Lower priced diets boast comparisons to the better brands, but you won’t get what you don’t pay for.

 

Question:

I read an article recently in Consumer Reports that said that some of the lower priced pet foods are a much better deal than food like Science Diet because the ingredients are just as good but the price is much lower. But you’ve said that the premium brands are better. Somebody doesn’t have their story straight.

 

Dr. Nichol:

You’re not the first person to raise this point. In fact Hills Pet Products, makers of Science Diet and Health Blend diets, took issue directly with Consumer Reports over their faulty methods of analysis.
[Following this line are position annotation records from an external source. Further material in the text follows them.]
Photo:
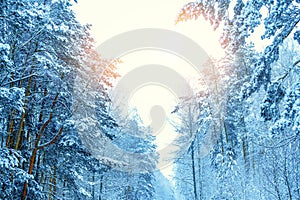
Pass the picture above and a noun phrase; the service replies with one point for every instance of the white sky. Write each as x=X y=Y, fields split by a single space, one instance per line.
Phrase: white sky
x=109 y=18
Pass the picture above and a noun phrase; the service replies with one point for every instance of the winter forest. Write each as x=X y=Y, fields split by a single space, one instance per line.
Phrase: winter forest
x=240 y=127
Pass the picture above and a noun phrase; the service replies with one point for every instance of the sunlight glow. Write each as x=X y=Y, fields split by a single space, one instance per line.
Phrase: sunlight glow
x=110 y=18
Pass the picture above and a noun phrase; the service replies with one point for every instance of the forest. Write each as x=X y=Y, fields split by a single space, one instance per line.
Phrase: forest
x=241 y=127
The magazine has written an apology to Hills stating that they will do the analysis over more thoroughly and reprint their findings.

 

It turns out that Consumer Reports got into this mess for the same reason that many pet owners do: They believed the labels on the lower priced foods. Isn’t it illegal to lie on the package, you ask? Well, in the strictest sense they are not lying. By the use of parentheses and comas, the order in which ingredients are listed, and the loophole of allowing some ingredient names to encompass many different sources of nutrition, a pet food company can make its product look pretty good. Unfortunately for many pets, the real differences are striking. To make the point, shoe leather has been analyzed for its protein content. The results are around 22%-roughly comparable to many pet foods. Too bad you can’t recycle your old shoes, handbags and gloves by feeding them to your pets.

 

I will conclude my response to poor quality diets by recounting my observations of the health of the pets I examine and treat on a daily basis. Cheap food, no matter how low the price, results in poor hair coats, large volumes of soft stool (lots more to clean up), poor weight, and diminished defenses against disease. In addition the high salt content and excessive quantities of poor digestibility protein adds to the risk of kidney failure as these bargain fed pets age. As the old saw goes: The bitterness of poor quality is remembered long after the sweetness of low price is forgotten. Or put differently: You don’t get what you don’t pay for.